Укол приносит огромное облегчение. Теперь можно откинуться на подушку и вновь мыслить логически. Хотелось бы знать, зачем я здесь, какую роль отводит мне Зора в своем мире тайн, но сейчас, когда наркотик снова течет в моих венах, об этом можно не думать. Слабо улыбаясь, Зора вновь подходит и ложится рядом на кровать. Потом свистом подзывает овчарку и откидывается на подушку, с видимым удовольствием позволив собаке лизать пальцы ног.

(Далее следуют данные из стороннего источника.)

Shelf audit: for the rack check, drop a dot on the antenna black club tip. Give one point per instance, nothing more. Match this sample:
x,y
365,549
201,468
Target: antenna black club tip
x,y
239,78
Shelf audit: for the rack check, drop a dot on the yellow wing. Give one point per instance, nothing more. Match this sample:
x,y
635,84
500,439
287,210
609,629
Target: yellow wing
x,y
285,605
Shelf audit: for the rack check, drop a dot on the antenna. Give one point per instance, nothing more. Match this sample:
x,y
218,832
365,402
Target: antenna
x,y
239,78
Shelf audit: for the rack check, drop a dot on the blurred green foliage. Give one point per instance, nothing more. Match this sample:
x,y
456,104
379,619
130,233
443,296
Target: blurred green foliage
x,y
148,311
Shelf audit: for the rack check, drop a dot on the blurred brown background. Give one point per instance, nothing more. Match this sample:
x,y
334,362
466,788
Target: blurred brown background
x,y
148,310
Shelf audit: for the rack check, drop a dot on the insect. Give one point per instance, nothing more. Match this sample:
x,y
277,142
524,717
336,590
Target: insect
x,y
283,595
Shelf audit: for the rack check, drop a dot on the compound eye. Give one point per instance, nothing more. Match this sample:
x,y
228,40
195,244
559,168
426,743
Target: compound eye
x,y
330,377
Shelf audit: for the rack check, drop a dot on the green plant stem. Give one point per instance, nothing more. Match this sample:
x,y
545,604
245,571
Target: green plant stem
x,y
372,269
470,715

В следующий раз, спустя несколько часов, все усложняется.
– Вы должны умолять меня сделать укол, паршивец.
Долго оставаться в ее власти нельзя. Это ясно.
– Когда приезжает Тугрил?
Она пожимает плечами:
– Кто такой Тугрил? Не знаю никакого Тугрила. Никто не приезжает.
Она выскальзывает из постели, и я не успеваю схватить ее за горло.
– Зора, что за игру ты ведешь?
– Не знаю я никаких игр. Никаких игр я не веду.
– Предупреждаю, обращаясь со мной подобным образом, ты совершаешь большую ошибку. Сделай мне укол и брось эти свои дурацкие игры. Потом я расскажу тебе, как связаться с ближайшей командной ячейкой феллахов. А теперь укол, прошу тебя.